Et si le changement climatique affectait plus la santé économique mondiale plus qu’on ne le pense ? La question est au cœur du dernier rapport du Gerard J. Mangone, Climate change science and policy hub, de l’université du Delaware, aux États-Unis. La situation est d’autant plus préoccupante que l’auteur de l’étude, James Rising, professeur adjoint à l’université du Delaware, tire la sonnette d’alarme en ces termes : « Le monde s’est appauvri de milliers de milliards de dollars à cause du changement climatique, et la majeure partie de ce fardeau pèse sur les pays pauvres. »
Publié deux jours avant l’ouverture de la 28e Conférence des Nations unies sur le climat (COP28) qui se tient à Dubai, aux Émirats arabes unis, le rapport duGerard J. Mangone climate change science and policy hub s’intéresse particulièrement aux pertes économiques mondiales liées au changement climatique. L’étude suggère notamment « une forte corrélation entre pertes de PIB imputables au changement climatique et augmentation des températures ».

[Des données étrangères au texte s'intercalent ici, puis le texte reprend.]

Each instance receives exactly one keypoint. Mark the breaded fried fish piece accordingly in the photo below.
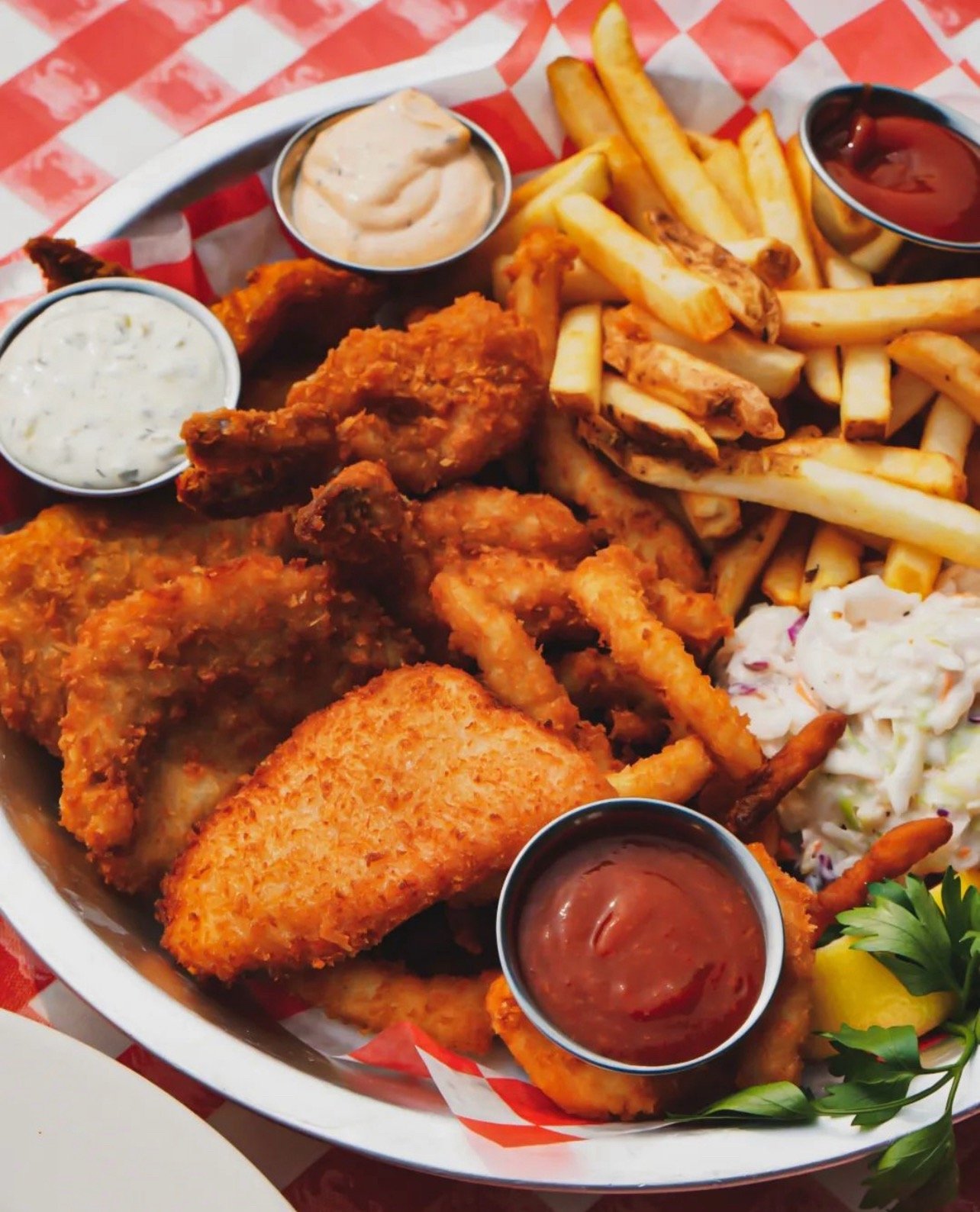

Un « contraste frappant » entre pays du Nord et pays du Sud
À partir d’une cartographie des pertes selon les régions et les zones économiques du monde, le document en arrive à la conclusion que le changement climatique a entraîné, à l’échelle mondiale, une perte de 6,3 % du PIB en 2022, pondéré en fonction de la population. Le pourcentage non pondéré du PIB mondial perdu est, lui, estimé à 1,8 %, soit environ 1 500 milliards de dollars. « La différence entre ces deux chiffres reflète la répartition inégale des impacts, qui se concentrent dans les pays à faible revenu et les régions tropicales, généralement plus peuplés et moins riches en PIB », souligne les experts. Autrement dit, « les impacts économiques du changement climatique présentent un contraste frappant entre pays développés et pays en développement ». En clair, les pays les moins avancés (PMA) sont exposés à plus de pertes de PIB. Le rapport souligne que contrairement à la moyenne mondiale, les pays du Sud et particulièrement les régions tropicales ont supporté la plus grosse des pertes liées au climat.
Parmi les continents les plus affectés ? L’Afrique figure en première ligne. En effet, le continent a enregistré une perte de PIB de 8,1 % en 2022. C’est toutefois moins que les pertes enregistrées par l’Asie du Sud-Est qui détient la palme de la région la plus gravement touchée avec une perte moyenne de 14,1 % de son PIB. « Ces chiffres stupéfiants soulignent la vulnérabilité de ces régions aux dérèglements climatiques et à leurs effets socio-économiques négatifs », explique le rapport.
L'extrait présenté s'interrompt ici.